The International Criminal Court has issued an arrest warrant against Russian President Vladimir Putin. He is allegedly “responsible for the war crime of illegal deportation of population (children) and illegal transfer of population (children) from occupied areas of Ukraine to Russia.”
This was stated in the court’s own statement. In addition to Putin, another arrest warrant was issued against Maria Alekseyevna Lvova-Belova, commissioner for children’s rights at the Kremlin.
The news comes after a meeting between Vladimir Putin and Chinese President Xi Jinping, who recently received a reappointment, was made official for next week in Moscow. The two will sign a document on a “new era” of partnership and strategic relations between the two countries.
The Hague issues arrest warrants for Putin: “war crimes”
The International Criminal Court will send two arrest warrants for Russian officials held responsible for the forced deportation of children from Ukraine and for targeting civilian infrastructure.
Should this materialize, these would be the first warrants by the ICC related to the Russian invasion of Ukraine.
The ICC prosecutor, Karim Khan, reportedly asked the preliminary investigation judges to approve the arrest warrants based on the evidence gathered so far. However, it is unclear whether the warrants will be sealed. Which would leave the recipients in the dark about their involvement in the proceedings.
What is certainly unlikely is that such warrants will lead to trials since the ICC cannot try the defendants in absentia, and it is highly unlikely that Russia, which is not a member of the ICC, would be in any way willing to hand over the defendants to the Hague tribunal.
Khan had opened an investigation into possible war crimes, crimes against humanity and genocide in Ukraine a year ago. Over the past 12 months, the prosecutor has made three trips to Ukraine and visited sites suspected of war crimes.
Meanwhile, in recent hours Human Rights Watch has raised the alarm about children deported to Russia. “The war in Ukraine has had traumatic and devastating consequences for children housed in care institutions. Including those forcibly relocated to Russia and separated from their families,” Hrw says in its report.
In which it documents the risks to children from care institutions in areas directly affected by the conflict. As well as those evacuated to other areas of Ukraine or to European countries.
What is the International Criminal Court?
The International Criminal Court (ICC) is a permanent court based in The Hague, Netherlands, and has jurisdiction over four categories of international crimes. Namely, genocide, crimes against humanity, war crimes, and aggression.
The ICC was established in 2002 by the Treaty of Rome, which has been ratified by 123 countries. The Court aims to prosecute and try individuals responsible for these serious crimes when the countries involved are unable or unwilling to do so. The ICC can also investigate and prosecute crimes committed by rulers, military leaders and other government authorities.

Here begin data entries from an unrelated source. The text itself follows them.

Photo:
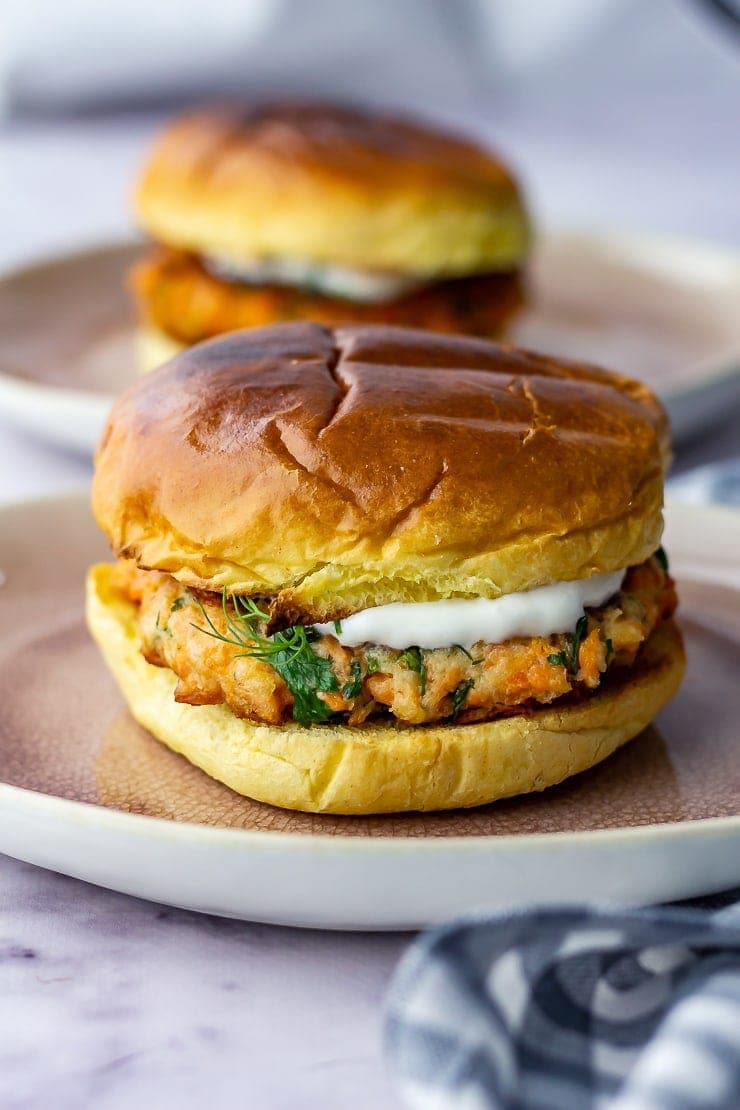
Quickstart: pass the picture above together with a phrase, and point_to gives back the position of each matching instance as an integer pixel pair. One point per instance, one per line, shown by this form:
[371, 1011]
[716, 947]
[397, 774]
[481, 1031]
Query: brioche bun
[378, 768]
[332, 185]
[334, 470]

Russia signed the Rome Treaty in 2000 but has not ratified it and therefore is not a state party to the International Criminal Court (ICC).
Russia has, in fact, expressed concerns about the ICC’s independence and bias. And criticized some of its decisions and investigations, particularly those related to the conflict in Georgia and the situation in Ukraine.
However, the ICC has jurisdiction over all crimes committed on the territory of a state party. Thus regardless of the nationality of the perpetrator. And, Russia could be subject to the Court’s jurisdiction if it committed international crimes on a state party’s territory.